Black People are Under Siege

By , CPE Staff

August was a bad month for Black people in the United States.

On Aug 28, the overwhelmingly White majority in the Tennessee state legislature voted to censure a Black lawmaker for the second time in five months. Two days prior, a White supremacist murdered three Black people at a store in Jacksonville, FL. That massacre came a few days after eight presidential candidates spent two hours trumpeting unambiguously racist positions in Milwaukee, which came less than a week after Arkansas' governor suggested that her state no longer offers college credit for AP African American Studies because the course teaches "hate." The first half of the month was bookended by the federal and state trials of six White former law enforcement officers who tortured two Black men. Early August saw reports begin to surface of threats against the Black judge overseeing Donald Trump's federal election interference case–threats similar to those against the District Attorney investigating his attempts to overturn the 2020 election in Georgia, first reported on Aug. 1. That elected official is, of course, also Black.

To say that "August was a bad month for Black people in the United States" is to suggest that there has been a month in U.S. history that was not bad for Black people; such a month has not yet happened. And yet, even in the context of a nation that has been actively clawing back the few civil rights protections that Black people have gained since Reconstruction, the past several weeks and months have seen a sharp escalation in anti-Black rhetoric, policies, and violence. In a word, Black people are under siege.

The powerful have always framed anti-Black behavior as a series of individual and unrelated actions. The White leadership of Tennessee's state legislature, they might say, is playing local politics. The murderous White supremacist was a lone wolf. Presidential candidates are just sharing their private thoughts. A governor is only one person and may have misspoken. And the people threatening two professional Black women serving the public? Also, lone wolves. Nothing to see here; it's lone wolves all the way down.

But Black people know better. We know that each of these actions is part and parcel, root and branch, of the same socio-political systems designed, defended, and maintained to serve the demands of White supremacy.

Seen through this lens, it becomes clear that politicians who talk about an imagined need to be "tough on crime" and politicians who act to remove the truth of Black history from our nation's schools serve each others' agendas. That politicians who act to silence Black leaders and the forces acting to silence Black judges and district attorneys serve each others' agendas. And that the lone wolves are actually foot soldiers, whose violence serves them all.

We must not let our grief over Jacksonville, our anger over educational policies, or our exhaustion in the face of centuries of dehumanization distract us from the simple fact that anti-Blackness, in all of its many expressions, serves a single political goal: Preserving the shrinking power base on which White supremacy depends.
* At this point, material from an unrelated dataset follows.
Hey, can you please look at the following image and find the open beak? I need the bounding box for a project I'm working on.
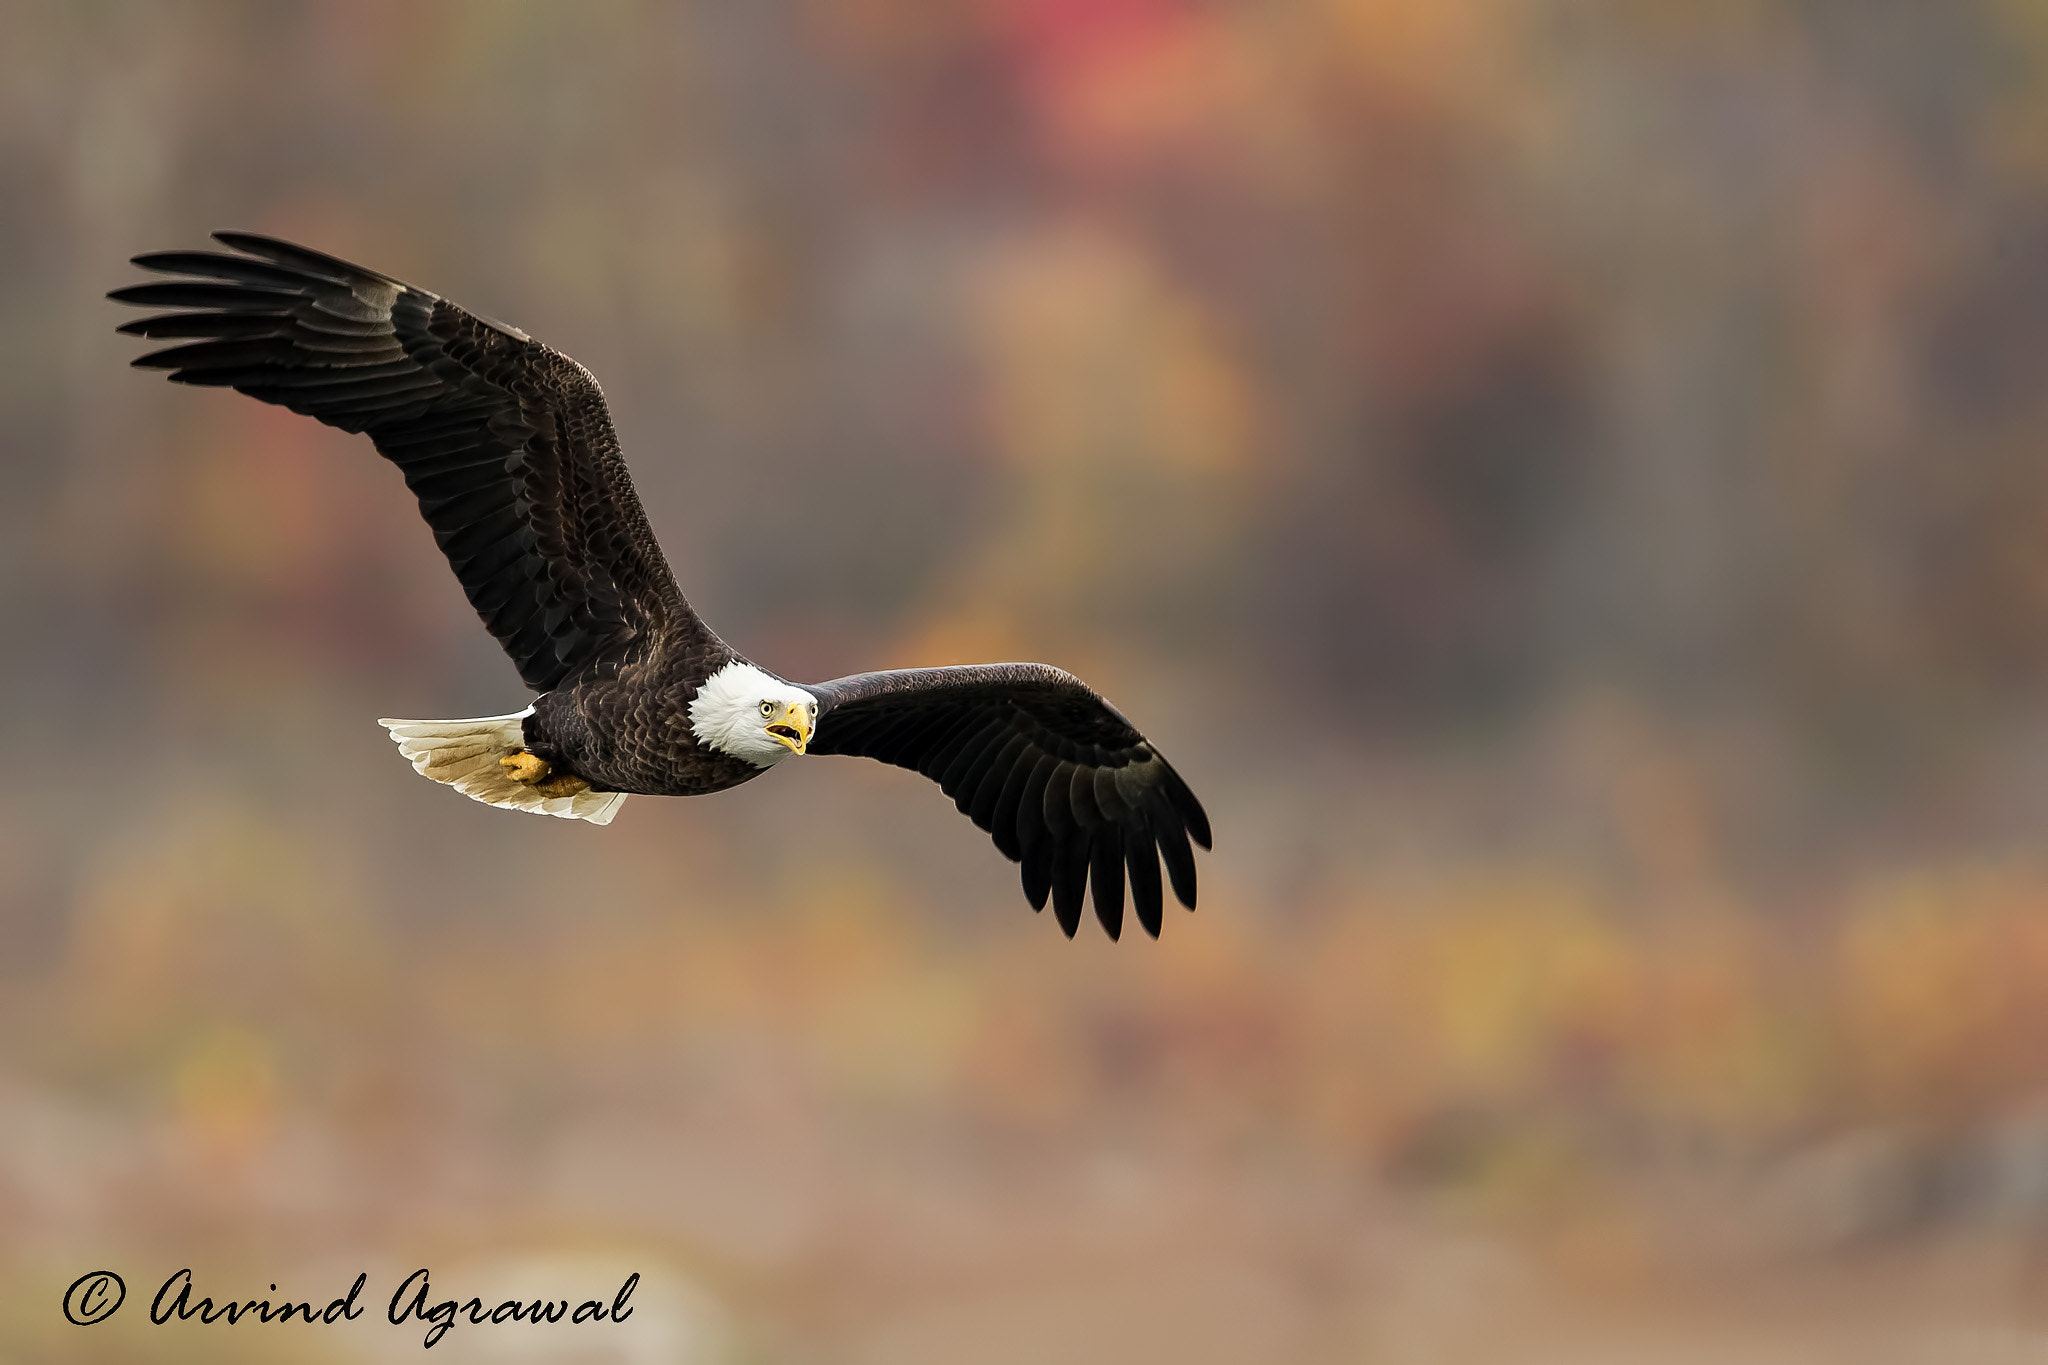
[765,706,811,754]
Politicians' words cannot be isolated from the actions of the people who listen to them. Educational policies cannot be isolated from the political policies on which they depend. And there are no lone wolves.

However weak and unfinished our democracy may be, however great the threats against it, it remains a political system in which those invested in racial liberation can claim its power to push back on White supremacy and build a more just and equitable society. We’re doing that with CPE’s Elected Leaders Council and Unlocking Democracy programs. These learning communities are for elected officials and community members, respectively, who are dedicated to spearheading innovative efforts toward public safety redesign on the road to a that brighter day. 

Don't let the forces fighting to maintain White supremacy control the narrative. Understand the function of anti-Blackness. And when you walk into a voting booth this November, no matter where you live, remember the forces trying to silence you, and do what you can to make sure that they don't.